Constant Stepsize Q-learning: Distributional Convergence, Bias and Extrapolation

TL;DR

This paper analyzes constant stepsize Q-learning, proving its distributional convergence, asymptotic normality, and explicit bias expansion, and introduces a Richardson-Romberg extrapolation method to improve estimation accuracy.

Contribution

It provides the first distributional convergence proof for constant stepsize Q-learning and develops a bias correction technique using Richardson-Romberg extrapolation.

Findings

Proves distributional convergence of Q-learning iterates in Wasserstein distance.

Establishes asymptotic normality of averaged Q-learning iterates.

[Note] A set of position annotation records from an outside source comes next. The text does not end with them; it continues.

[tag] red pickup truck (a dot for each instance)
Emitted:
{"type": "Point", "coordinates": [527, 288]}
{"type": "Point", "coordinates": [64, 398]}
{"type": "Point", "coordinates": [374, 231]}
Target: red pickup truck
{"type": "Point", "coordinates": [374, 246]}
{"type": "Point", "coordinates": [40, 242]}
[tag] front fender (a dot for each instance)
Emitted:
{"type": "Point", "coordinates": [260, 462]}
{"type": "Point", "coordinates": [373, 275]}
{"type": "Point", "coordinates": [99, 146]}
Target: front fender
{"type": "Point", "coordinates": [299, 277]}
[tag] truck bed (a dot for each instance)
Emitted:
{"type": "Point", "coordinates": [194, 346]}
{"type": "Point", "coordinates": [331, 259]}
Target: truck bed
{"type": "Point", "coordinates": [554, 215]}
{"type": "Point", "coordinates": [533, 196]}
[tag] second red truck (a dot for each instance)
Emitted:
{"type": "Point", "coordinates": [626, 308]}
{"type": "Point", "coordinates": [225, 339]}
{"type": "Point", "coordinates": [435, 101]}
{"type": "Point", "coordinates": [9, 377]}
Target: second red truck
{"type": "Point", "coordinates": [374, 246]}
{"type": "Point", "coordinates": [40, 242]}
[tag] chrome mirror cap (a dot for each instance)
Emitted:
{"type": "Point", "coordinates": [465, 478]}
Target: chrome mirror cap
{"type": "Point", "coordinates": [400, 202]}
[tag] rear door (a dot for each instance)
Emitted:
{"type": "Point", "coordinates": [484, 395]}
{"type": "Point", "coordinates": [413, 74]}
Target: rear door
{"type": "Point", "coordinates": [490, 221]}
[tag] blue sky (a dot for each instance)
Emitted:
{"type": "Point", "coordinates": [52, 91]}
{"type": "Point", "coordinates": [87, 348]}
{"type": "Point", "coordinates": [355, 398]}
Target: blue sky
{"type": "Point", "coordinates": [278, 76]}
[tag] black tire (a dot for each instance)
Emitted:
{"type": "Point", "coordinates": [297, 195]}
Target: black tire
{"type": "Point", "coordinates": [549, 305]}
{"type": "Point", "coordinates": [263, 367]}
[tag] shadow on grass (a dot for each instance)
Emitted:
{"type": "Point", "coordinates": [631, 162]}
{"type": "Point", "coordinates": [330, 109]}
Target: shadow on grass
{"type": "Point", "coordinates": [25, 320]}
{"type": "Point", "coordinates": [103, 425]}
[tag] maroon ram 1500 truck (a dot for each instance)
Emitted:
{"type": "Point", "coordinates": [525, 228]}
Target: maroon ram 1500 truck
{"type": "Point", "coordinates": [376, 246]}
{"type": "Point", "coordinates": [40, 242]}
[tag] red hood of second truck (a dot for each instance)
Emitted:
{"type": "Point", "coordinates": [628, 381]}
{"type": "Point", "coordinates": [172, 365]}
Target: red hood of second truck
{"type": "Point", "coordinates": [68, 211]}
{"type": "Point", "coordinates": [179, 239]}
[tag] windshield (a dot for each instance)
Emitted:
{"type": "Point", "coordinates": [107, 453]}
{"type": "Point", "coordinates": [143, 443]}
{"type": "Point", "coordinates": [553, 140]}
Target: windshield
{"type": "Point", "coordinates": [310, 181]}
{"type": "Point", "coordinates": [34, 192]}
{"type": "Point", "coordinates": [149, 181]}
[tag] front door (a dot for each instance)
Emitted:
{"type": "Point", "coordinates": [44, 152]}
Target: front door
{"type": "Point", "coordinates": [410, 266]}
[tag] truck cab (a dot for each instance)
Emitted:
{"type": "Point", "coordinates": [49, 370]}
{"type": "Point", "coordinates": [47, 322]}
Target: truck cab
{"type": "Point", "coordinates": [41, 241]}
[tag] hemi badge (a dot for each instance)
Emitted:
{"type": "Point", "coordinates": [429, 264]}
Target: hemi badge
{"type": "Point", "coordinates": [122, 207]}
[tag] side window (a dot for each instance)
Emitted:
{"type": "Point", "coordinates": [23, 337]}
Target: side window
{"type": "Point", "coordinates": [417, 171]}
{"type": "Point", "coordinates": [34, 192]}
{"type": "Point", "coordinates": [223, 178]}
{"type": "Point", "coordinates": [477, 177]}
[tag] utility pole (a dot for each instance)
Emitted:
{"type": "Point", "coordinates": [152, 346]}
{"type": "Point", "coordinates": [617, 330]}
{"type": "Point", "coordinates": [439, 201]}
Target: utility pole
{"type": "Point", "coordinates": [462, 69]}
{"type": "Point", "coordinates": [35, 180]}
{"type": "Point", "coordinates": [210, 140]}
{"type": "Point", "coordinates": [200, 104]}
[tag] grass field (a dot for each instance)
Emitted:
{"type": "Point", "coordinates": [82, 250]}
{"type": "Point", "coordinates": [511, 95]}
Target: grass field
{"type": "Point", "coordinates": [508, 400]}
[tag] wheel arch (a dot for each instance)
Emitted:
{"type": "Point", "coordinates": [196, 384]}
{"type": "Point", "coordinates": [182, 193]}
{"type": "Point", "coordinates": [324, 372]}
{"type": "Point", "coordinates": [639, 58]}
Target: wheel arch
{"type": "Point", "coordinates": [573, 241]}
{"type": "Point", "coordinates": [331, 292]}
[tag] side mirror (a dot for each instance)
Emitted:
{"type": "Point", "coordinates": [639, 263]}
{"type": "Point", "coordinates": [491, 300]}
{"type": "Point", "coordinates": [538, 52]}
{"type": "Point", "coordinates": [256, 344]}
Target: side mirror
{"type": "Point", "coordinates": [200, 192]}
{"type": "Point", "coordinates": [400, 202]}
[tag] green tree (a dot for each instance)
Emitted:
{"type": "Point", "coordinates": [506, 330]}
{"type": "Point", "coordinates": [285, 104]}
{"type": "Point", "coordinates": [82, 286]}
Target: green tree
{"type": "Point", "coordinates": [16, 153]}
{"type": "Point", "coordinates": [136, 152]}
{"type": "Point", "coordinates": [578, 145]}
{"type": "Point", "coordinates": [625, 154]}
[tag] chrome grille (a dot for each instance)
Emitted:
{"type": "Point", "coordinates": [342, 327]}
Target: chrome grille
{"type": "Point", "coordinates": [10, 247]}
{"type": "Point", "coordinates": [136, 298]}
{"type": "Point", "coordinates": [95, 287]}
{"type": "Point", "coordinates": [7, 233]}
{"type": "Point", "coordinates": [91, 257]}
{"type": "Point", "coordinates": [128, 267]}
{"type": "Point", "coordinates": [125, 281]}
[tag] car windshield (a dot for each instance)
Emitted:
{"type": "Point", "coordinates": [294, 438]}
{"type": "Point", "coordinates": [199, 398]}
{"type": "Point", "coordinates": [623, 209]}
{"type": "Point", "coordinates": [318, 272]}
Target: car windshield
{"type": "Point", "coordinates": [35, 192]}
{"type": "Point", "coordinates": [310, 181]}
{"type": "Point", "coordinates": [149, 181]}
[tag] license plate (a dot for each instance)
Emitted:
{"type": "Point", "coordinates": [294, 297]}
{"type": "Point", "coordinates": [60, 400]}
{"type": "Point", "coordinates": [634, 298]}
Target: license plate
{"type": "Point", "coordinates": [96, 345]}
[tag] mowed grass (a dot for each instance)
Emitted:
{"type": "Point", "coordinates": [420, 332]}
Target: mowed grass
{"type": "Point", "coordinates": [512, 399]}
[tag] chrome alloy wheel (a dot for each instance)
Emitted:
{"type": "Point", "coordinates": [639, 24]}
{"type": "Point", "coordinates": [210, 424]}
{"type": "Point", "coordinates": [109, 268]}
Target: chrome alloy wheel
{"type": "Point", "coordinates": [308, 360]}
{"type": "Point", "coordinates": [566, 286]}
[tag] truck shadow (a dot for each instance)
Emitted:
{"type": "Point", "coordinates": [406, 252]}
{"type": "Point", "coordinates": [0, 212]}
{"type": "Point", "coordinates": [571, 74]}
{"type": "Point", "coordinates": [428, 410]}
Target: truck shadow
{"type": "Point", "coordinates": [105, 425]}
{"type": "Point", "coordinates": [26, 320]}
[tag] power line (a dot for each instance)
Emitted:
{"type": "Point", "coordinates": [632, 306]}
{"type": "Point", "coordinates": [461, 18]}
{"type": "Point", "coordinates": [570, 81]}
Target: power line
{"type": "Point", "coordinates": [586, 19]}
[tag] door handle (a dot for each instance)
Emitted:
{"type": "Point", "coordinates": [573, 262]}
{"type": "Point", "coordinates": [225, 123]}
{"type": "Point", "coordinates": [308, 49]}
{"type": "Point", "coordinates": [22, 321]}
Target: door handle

Derives an explicit formula for the bias of the averaged iterate.

Abstract

Stochastic Approximation (SA) is a widely used algorithmic approach in various fields, including optimization and reinforcement learning (RL). Among RL algorithms, Q-learning is particularly popular due to its empirical success. In this paper, we study asynchronous Q-learning with constant stepsize, which is commonly used in practice for its fast convergence. By connecting the constant stepsize Q-learning to a time-homogeneous Markov chain, we show the distributional convergence of the iterates in Wasserstein distance and establish its exponential convergence rate. We also establish a Central Limit Theory for Q-learning iterates, demonstrating the asymptotic normality of the averaged iterates. Moreover, we provide an explicit expansion of the asymptotic bias of the averaged iterate in stepsize. Specifically, the bias is proportional to the stepsize up to higher-order terms and we provide an explicit expression for the linear coefficient. This precise characterization of the bias allows the application of Richardson-Romberg (RR) extrapolation technique to construct a new estimate that is provably closer to the optimal Q function. Numerical results corroborate our theoretical finding on the improvement of the RR extrapolation method.